The last high-profile presenter with anything resembling a West country accent was Jimmy Young, who was from Gloucestershire. “I never lost my accent and nor do I wish to,” he once said. “I think it is warm and friendly – a nice soft burr that falls easy on the ear.”

Not only easy on the ear, but friendly and unthreatening. Yet even pronunciation discriminates against the West. When somebody mentions Newcastle on the radio, they very often use the local pronunciation: with emphasis on the “cas” and a short “a”.

A survey of accents in 2019 named Essex as the country’s most alluring

The BBC can’t get enough of the Glastonbury Festival, but presenters almost always pronounce Glastonbury with that short “a”. In the local pronunciation, the “a” sound can go on for weeks, and it’s the same with Baaaaath.

It’s not just the BBC: there is a wider problem of accent discrimination. A survey of accents in 2019 named Essex as the country’s most alluring. Of the seven least popular accents, four were from the West country.

Birmingham was voted the least attractive accent, which was a surprise because Brummies always sound rather friendly. It’s the same for Geordies. A Glasgow accent suggests a certain robustness of personality, while ever since the days of Minder and The Sweeney a London accent sounds as if the owner is helping police with their inquiries.

And the West country accent? It has traditionally suggested somebody slow, dim-witted, and very keen on tractors.  Which is a bit tough on the sci-fi writer Arthur C Clarke, from Minehead in Somerset, the space scientist Colin Pilinger, who was born just outside Bristol, not forgetting the Wiltshire archaeologist Phil Harding. Or indeed the Times Radio broadcaster Matt Chorley, who is originally from Taunton and is one of the few West Country voices to be heard on the air who isn’t a comedian or a member of The Wurzels.
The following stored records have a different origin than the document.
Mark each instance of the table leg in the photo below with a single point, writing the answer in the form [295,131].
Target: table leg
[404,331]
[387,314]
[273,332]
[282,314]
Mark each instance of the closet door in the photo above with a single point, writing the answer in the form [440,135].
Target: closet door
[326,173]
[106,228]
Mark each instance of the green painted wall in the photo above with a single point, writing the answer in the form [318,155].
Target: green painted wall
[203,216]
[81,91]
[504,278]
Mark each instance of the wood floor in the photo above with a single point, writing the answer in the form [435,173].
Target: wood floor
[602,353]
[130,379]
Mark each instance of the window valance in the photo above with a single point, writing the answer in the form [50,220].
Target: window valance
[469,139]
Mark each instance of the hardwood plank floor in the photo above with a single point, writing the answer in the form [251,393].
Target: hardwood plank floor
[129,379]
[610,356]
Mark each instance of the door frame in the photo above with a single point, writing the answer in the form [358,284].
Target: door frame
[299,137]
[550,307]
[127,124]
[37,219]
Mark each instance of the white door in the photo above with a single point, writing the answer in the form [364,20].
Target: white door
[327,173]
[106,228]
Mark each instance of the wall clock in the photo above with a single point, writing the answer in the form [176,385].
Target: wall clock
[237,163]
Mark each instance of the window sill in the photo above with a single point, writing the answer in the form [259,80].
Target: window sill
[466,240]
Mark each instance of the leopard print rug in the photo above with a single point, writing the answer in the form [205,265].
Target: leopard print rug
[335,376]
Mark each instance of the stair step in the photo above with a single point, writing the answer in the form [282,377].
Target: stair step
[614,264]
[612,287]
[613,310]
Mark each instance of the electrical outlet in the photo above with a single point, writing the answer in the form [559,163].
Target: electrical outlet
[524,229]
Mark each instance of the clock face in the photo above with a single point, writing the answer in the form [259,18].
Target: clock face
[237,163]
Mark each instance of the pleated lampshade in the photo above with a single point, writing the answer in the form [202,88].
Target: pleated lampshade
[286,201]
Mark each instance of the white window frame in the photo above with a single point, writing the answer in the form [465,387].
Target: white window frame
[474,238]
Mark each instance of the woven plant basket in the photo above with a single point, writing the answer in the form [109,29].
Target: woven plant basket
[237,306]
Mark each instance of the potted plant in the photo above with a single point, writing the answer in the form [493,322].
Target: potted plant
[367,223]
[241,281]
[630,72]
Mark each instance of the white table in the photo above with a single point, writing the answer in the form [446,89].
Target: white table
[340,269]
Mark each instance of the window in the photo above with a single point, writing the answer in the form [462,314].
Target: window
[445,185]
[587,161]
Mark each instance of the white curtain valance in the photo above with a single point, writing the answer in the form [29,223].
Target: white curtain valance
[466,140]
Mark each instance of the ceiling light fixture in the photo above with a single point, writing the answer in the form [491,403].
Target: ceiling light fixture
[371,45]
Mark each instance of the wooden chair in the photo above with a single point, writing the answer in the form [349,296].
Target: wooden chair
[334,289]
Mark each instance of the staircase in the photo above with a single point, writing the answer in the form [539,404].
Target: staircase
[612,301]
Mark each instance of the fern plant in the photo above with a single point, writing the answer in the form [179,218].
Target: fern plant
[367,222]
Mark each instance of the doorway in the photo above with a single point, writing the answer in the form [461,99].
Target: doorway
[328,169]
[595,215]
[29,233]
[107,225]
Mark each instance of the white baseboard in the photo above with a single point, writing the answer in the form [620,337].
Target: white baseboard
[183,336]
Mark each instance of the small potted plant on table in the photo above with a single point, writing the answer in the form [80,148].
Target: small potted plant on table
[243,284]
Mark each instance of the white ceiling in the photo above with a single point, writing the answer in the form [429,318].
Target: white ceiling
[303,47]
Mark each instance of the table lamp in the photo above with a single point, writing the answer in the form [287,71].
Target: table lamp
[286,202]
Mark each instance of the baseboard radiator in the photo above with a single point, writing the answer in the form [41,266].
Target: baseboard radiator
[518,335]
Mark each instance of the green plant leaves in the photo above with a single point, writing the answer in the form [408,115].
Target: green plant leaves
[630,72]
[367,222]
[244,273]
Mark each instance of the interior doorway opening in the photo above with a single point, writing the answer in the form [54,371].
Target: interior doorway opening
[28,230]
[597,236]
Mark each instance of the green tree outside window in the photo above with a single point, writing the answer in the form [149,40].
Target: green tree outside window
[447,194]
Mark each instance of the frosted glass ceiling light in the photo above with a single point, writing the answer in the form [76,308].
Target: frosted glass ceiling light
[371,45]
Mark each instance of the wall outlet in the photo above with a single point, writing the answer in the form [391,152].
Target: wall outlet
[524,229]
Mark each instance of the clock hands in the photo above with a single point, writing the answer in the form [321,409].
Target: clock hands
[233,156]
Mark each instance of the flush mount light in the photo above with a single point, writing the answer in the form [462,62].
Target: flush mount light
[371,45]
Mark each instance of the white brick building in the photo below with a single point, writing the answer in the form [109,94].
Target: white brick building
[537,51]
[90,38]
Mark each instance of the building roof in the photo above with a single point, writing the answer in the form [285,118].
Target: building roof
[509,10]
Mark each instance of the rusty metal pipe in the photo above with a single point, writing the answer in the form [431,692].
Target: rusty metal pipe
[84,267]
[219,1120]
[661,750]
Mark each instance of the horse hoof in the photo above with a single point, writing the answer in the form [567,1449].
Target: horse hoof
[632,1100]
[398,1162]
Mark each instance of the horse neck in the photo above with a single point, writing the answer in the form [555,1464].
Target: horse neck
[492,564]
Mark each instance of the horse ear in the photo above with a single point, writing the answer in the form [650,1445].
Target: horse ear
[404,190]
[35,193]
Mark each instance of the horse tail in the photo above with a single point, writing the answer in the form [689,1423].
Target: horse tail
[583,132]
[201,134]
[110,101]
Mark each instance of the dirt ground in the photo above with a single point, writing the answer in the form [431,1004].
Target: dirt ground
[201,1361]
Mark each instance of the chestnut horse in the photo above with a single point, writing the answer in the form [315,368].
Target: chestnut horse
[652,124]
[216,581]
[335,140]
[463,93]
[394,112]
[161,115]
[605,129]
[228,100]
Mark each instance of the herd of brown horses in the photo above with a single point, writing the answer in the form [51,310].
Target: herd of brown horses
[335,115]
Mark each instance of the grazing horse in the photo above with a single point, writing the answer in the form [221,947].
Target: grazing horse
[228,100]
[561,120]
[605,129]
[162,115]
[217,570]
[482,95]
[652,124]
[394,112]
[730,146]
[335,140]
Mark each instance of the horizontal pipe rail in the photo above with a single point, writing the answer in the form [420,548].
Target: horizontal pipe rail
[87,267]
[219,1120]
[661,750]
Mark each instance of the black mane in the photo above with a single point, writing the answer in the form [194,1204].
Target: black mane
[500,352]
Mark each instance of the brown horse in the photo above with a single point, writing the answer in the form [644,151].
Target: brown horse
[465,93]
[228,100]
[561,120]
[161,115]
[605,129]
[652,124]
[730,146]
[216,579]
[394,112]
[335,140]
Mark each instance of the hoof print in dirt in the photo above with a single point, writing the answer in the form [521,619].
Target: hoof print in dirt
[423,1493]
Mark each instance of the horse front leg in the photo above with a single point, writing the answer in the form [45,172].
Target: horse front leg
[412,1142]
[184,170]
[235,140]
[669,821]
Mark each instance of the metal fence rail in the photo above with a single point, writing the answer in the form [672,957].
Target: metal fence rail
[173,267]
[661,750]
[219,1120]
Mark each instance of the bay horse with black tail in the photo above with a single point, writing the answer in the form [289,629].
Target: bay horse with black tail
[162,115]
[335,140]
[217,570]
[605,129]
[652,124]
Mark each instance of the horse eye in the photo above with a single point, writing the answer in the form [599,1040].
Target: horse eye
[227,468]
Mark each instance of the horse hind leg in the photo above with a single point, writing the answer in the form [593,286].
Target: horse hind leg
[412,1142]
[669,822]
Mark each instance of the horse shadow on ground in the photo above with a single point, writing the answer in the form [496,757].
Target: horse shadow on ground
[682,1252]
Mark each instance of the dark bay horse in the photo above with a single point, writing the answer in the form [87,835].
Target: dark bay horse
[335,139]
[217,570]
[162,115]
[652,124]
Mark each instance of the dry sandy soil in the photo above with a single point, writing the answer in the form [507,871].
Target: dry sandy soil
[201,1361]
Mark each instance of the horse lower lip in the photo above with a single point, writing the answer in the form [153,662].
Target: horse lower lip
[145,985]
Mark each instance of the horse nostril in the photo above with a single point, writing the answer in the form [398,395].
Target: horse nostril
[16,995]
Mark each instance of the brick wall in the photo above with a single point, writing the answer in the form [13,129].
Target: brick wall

Prowse’s accent was so agricultural that he was nicknamed Darth Farmer by his co-star Carrie Fisher

Perhaps the most famous victim of accent discrimination was the actor Dave Prowse, who played Darth Vader in Star Wars with a Bristol accent until it was dubbed by the more threatening tones of James Earl Jones. Prowse’s accent was so agricultural that he was nicknamed Darth Farmer by his co-star Carrie Fisher.

It’s no surprise that he once warned fellow Bristolians to disguise their accents when going to a Star Wars audition: “You can’t go: ooo-aaar, m’dear, here’s my lightsabre.”

At least the West country gets a better deal than East Anglia. For a high-profile Suffolk or Norfolk accent you have to go right back to Allan Smethurst, The Singing Postman, and his 1964 hit single Hev Yew Gotta Loight Boy.

So, once the BBC has finished buttering up the North, how about promoting the West? They could start with Match of The Day, which would certainly be a lot more entertaining if it was presented by the former Bristol Rovers manager and local boy Ian Holloway.


Roland Whit was born and went to school in Somerset, but now lives in Wiltshire.